We also try to call out instances of body-shaming (weight-centered or otherwise) when we hear them, especially if we hear them around our children. Even something as seemingly benign as including the word "fat" alongside a list of negative characteristics when describing a person we don't like risks teaching our kids to associate fatness with villainy. If we struggle with confrontation (I certainly do), I've learned that gently requesting to change the subject in such a moment, or stating that we don't like to use certain terminology in front of our kids, is a simple boundary to make.
While my partner and I believe in the importance of encouraging our kids to be active (hopefully finding movement practices that they genuinely enjoy and find fulfilling) and eat as well-balanced a diet as is possible for two very picky toddlers, we always keep weight outside of these discussions. It's perfectly possible to talk about the benefits of exercising, of keeping our hearts strong, of vitamins, or of endorphins without ever needing to bring body type into the conversation. I want my girls to work out (if they so please) and eat all kinds of delicious foods for the joy of it—not because they are ever made to believe their bodies need to be "fixed."
Not long ago, a friend of mine, who is a pre-school practitioner, told me a story about an interaction between herself, one of her students, and the child's mom. At pick-up, the boy told his mom that my friend was his "fat teacher." The woman turned bright red in embarrassment and proceeded to apologize to my friend. My friend, who is plus-size, responded brilliantly.
"It's ok! I am fat," she told them with a smile. "Some people are little and some people are big, and there's no shame in that at all." Knowing my friend, I'm sure she maintained an absolutely pleasant and bubbly disposition throughout this whole interaction, thus reifying the notion that shame needn't be part of our discussions around bodies and weight.
Perhaps that is the crux of it, really. Socioculturally speaking, fatness is shrouded in a veil of shame. When I hear adults using the word "fat" in front of kids, they typically represent two categories: those who ridicule fat people and fatness in general, thus teaching their little ones that this is an acceptable way to behave, and those who shy away from the word altogether, treating it as a source of embarrassment. Always, there seems to be shame.

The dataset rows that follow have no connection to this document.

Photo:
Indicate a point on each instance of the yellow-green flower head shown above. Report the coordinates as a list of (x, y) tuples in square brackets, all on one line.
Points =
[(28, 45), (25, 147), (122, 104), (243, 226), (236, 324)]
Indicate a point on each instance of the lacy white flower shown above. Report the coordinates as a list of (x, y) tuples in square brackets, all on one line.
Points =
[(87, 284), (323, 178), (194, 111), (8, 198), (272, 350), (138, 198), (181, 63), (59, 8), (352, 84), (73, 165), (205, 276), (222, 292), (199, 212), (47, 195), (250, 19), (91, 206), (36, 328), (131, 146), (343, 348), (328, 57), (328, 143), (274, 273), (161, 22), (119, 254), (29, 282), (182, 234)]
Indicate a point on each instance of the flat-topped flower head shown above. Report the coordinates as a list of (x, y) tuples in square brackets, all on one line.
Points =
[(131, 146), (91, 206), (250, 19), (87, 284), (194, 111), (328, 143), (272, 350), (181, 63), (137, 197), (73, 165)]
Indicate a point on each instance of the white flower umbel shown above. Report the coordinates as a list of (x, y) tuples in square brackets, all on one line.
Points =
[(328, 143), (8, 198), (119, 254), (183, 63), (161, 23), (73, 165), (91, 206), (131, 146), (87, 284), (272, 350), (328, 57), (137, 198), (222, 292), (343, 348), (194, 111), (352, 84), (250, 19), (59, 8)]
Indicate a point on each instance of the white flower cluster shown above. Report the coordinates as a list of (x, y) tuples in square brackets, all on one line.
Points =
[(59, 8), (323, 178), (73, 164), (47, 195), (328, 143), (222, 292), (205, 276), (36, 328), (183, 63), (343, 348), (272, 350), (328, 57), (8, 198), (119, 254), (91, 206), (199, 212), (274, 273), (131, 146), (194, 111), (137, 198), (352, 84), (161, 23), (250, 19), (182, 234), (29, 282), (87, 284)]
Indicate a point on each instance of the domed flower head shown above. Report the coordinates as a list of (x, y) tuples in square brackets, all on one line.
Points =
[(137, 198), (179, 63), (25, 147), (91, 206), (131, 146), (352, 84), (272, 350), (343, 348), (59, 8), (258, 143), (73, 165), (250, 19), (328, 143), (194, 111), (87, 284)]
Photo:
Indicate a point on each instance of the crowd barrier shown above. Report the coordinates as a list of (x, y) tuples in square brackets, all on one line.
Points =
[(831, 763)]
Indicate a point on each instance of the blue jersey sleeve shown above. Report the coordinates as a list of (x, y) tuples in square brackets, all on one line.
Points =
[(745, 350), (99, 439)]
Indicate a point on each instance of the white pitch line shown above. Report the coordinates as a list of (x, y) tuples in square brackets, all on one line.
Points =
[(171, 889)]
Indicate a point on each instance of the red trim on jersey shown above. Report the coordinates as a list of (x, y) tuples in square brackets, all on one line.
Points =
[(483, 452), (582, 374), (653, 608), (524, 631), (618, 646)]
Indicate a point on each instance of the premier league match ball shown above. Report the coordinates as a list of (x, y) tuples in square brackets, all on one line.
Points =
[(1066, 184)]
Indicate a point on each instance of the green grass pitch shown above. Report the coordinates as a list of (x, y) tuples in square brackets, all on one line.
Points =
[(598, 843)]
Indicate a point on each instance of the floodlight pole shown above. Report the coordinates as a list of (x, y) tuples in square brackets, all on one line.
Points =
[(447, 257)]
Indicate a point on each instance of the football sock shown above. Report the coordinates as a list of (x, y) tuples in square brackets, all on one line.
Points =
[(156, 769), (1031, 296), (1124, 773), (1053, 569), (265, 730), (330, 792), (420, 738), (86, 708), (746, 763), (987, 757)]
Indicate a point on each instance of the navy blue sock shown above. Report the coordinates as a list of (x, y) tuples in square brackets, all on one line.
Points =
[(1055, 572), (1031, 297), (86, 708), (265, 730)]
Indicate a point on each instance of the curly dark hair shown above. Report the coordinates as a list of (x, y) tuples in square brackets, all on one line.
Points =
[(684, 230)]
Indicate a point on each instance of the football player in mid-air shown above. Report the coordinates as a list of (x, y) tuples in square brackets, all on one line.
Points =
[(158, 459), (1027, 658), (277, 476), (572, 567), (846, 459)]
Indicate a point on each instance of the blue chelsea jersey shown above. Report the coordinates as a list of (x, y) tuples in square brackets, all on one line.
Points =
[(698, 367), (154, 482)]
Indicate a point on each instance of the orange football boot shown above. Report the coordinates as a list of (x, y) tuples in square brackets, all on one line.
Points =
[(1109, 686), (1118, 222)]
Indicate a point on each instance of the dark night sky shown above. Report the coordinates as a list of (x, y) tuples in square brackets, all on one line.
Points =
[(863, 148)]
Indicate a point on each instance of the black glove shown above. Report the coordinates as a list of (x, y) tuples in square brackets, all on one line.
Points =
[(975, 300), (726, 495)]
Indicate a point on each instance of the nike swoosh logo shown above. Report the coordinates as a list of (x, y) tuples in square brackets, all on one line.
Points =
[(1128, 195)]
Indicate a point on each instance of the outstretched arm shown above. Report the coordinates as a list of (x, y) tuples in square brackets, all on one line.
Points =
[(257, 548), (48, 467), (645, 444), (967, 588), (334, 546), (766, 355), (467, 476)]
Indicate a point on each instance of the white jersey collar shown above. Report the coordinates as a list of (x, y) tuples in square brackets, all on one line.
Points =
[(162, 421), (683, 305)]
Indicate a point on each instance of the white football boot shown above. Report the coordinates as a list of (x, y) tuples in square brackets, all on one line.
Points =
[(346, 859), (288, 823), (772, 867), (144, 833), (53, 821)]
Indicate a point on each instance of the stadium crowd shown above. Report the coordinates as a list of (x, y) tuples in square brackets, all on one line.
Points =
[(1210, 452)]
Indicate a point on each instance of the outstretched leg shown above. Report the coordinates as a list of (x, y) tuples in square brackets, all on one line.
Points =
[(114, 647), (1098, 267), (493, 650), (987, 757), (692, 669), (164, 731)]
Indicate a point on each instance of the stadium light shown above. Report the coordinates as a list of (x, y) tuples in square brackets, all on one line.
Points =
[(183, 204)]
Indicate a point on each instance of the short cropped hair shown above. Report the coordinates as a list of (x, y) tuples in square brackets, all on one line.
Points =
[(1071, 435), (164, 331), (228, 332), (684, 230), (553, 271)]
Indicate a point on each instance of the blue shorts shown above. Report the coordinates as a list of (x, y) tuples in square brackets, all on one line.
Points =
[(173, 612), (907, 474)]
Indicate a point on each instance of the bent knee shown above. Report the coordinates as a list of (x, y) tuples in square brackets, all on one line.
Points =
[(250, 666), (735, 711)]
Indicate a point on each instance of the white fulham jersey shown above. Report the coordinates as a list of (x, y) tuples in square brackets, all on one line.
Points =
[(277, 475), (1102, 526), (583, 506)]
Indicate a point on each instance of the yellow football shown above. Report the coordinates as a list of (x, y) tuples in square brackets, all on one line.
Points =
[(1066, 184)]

As our children get older, we will undoubtedly be having more in-depth conversations with them about the biases that exist against fat folks (much like we'll do with issues around race, sexuality, gender identity, or disability). We will explain that even some people who are fat have a complicated relationship with the word—because how could they not?
In these early years, however, keeping shame away from the language we use to talk about bodies feels imperative. Our little sponges, as we are so fond of calling them, learn so many things from us at home. It's our responsibility to teach them how to talk (and not talk) about bodies.